Radiographic diagnosis is of limited value for diagnosing acute appendicitis, except in occasional circumstances when an appendicolith or other ancillary findings are identified. Although barium enema has been used historically to diagnose appendicitis, it depends on the negative finding of nonvisualization of the appendix and may be quite uncomfortable in patients with acute appendicitis. Nonetheless, barium small-bowel follow-through or barium enema may be useful following cross-sectional imaging studies, for other causes of right lower quadrant pain, including suspected small- bowel obstruction, infectious ileitis, and inflammatory bowel disease. (See the NGC summary of the ACR Appropriateness Criteria® on Suspected Small Bowel Obstruction.)

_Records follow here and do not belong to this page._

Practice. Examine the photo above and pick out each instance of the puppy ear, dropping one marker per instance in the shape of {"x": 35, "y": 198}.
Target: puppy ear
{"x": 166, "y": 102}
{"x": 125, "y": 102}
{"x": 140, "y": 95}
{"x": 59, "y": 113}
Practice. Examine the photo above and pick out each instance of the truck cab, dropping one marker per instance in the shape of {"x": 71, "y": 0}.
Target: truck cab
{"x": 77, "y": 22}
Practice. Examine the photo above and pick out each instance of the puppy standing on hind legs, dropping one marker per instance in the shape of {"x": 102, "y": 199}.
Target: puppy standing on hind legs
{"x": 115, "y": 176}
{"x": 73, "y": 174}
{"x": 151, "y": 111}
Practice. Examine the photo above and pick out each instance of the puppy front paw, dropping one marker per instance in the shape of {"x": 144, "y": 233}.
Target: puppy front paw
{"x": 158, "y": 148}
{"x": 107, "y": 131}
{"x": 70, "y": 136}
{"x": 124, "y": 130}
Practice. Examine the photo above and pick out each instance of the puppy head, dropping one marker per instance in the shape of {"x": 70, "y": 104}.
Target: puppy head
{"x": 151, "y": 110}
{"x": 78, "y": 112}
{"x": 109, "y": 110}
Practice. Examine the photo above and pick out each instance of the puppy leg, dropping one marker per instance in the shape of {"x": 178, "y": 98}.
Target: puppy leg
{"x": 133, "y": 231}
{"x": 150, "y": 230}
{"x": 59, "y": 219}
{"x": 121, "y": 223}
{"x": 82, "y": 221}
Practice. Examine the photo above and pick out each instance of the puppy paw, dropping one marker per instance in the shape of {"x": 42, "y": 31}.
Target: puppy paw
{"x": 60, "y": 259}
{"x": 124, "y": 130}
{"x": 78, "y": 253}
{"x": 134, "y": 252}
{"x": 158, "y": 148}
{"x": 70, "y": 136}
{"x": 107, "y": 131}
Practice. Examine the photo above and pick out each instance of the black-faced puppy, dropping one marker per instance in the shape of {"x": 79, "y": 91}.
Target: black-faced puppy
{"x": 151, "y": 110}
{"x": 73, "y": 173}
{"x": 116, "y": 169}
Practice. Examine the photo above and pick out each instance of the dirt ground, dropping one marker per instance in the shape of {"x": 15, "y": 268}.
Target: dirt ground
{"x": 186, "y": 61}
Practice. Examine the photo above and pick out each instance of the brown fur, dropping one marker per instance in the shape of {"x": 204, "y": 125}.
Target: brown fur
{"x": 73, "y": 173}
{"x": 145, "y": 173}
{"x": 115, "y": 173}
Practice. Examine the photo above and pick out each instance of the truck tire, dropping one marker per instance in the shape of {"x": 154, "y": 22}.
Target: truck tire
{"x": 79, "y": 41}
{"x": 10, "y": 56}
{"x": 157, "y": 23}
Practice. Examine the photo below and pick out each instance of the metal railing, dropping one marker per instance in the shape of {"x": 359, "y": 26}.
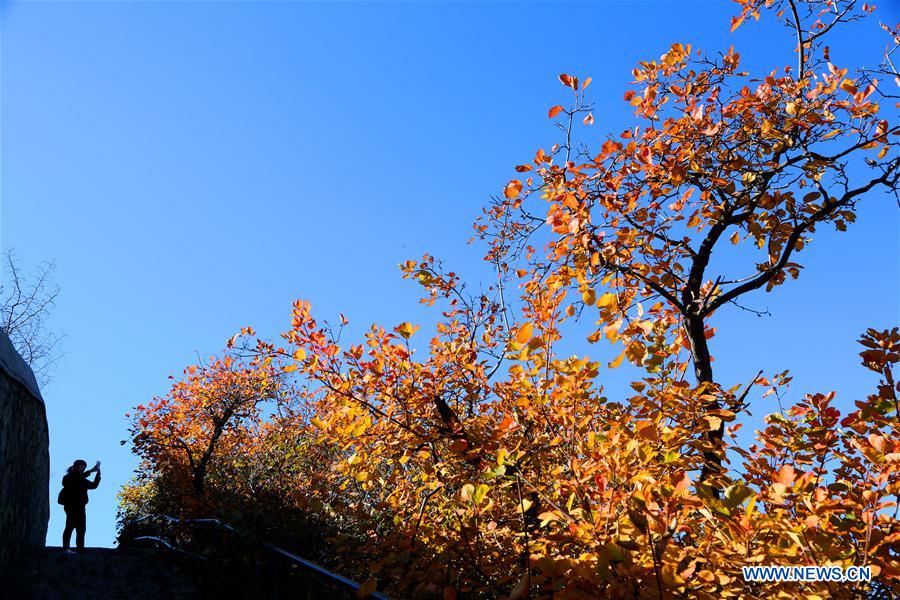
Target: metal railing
{"x": 308, "y": 565}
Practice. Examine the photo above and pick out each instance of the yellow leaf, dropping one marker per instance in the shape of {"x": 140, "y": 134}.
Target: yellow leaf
{"x": 407, "y": 329}
{"x": 480, "y": 493}
{"x": 513, "y": 189}
{"x": 617, "y": 361}
{"x": 712, "y": 423}
{"x": 524, "y": 333}
{"x": 607, "y": 299}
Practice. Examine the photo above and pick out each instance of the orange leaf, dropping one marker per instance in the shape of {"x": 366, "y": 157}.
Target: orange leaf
{"x": 513, "y": 188}
{"x": 524, "y": 333}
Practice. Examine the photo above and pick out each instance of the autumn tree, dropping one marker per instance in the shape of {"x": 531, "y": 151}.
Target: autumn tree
{"x": 481, "y": 462}
{"x": 212, "y": 414}
{"x": 716, "y": 156}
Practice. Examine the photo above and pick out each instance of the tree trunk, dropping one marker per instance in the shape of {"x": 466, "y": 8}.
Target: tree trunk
{"x": 695, "y": 329}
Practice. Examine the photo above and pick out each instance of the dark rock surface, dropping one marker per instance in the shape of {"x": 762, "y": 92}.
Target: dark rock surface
{"x": 24, "y": 458}
{"x": 102, "y": 574}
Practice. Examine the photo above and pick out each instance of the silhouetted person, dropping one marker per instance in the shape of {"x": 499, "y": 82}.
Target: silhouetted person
{"x": 74, "y": 496}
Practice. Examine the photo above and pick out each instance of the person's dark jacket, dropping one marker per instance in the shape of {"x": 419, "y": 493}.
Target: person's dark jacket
{"x": 75, "y": 487}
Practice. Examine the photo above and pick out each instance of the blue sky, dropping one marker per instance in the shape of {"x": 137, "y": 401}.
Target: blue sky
{"x": 194, "y": 167}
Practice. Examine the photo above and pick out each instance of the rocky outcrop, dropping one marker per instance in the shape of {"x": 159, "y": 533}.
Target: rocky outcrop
{"x": 24, "y": 458}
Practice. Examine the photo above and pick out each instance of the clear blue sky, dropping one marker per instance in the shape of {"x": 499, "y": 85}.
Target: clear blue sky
{"x": 194, "y": 167}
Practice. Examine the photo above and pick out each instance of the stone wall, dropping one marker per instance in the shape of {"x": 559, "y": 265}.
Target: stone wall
{"x": 24, "y": 458}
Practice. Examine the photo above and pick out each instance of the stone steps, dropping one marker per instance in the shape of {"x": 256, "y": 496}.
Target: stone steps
{"x": 102, "y": 574}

Computed Tomography and Ultrasound

Computed tomography (CT) is the most accurate study for evaluating patients without a clear clinical diagnosis of acute appendicitis. In a meta-analysis of six prospective studies through February 2006 of the accuracy of CT and ultrasound (US) in adolescents and adults, CT demonstrated superior sensitivity (91%, 95% confidence interval [CI], 84% to 95%) and specificity (90%; 95% CI, 85% to 94%) versus US (sensitivity 78%; 95% CI, 67% to 86%; specificity 83%, 95% CI, 76% to 88%). The results of investigations of CT showed consistent results across all studies and institutions, while US investigations demonstrated heterogeneity, suggesting greater dependence on operator skill. Small studies suggest that thinner slices and multiplanar reformats increase confidence in identifying the appendix.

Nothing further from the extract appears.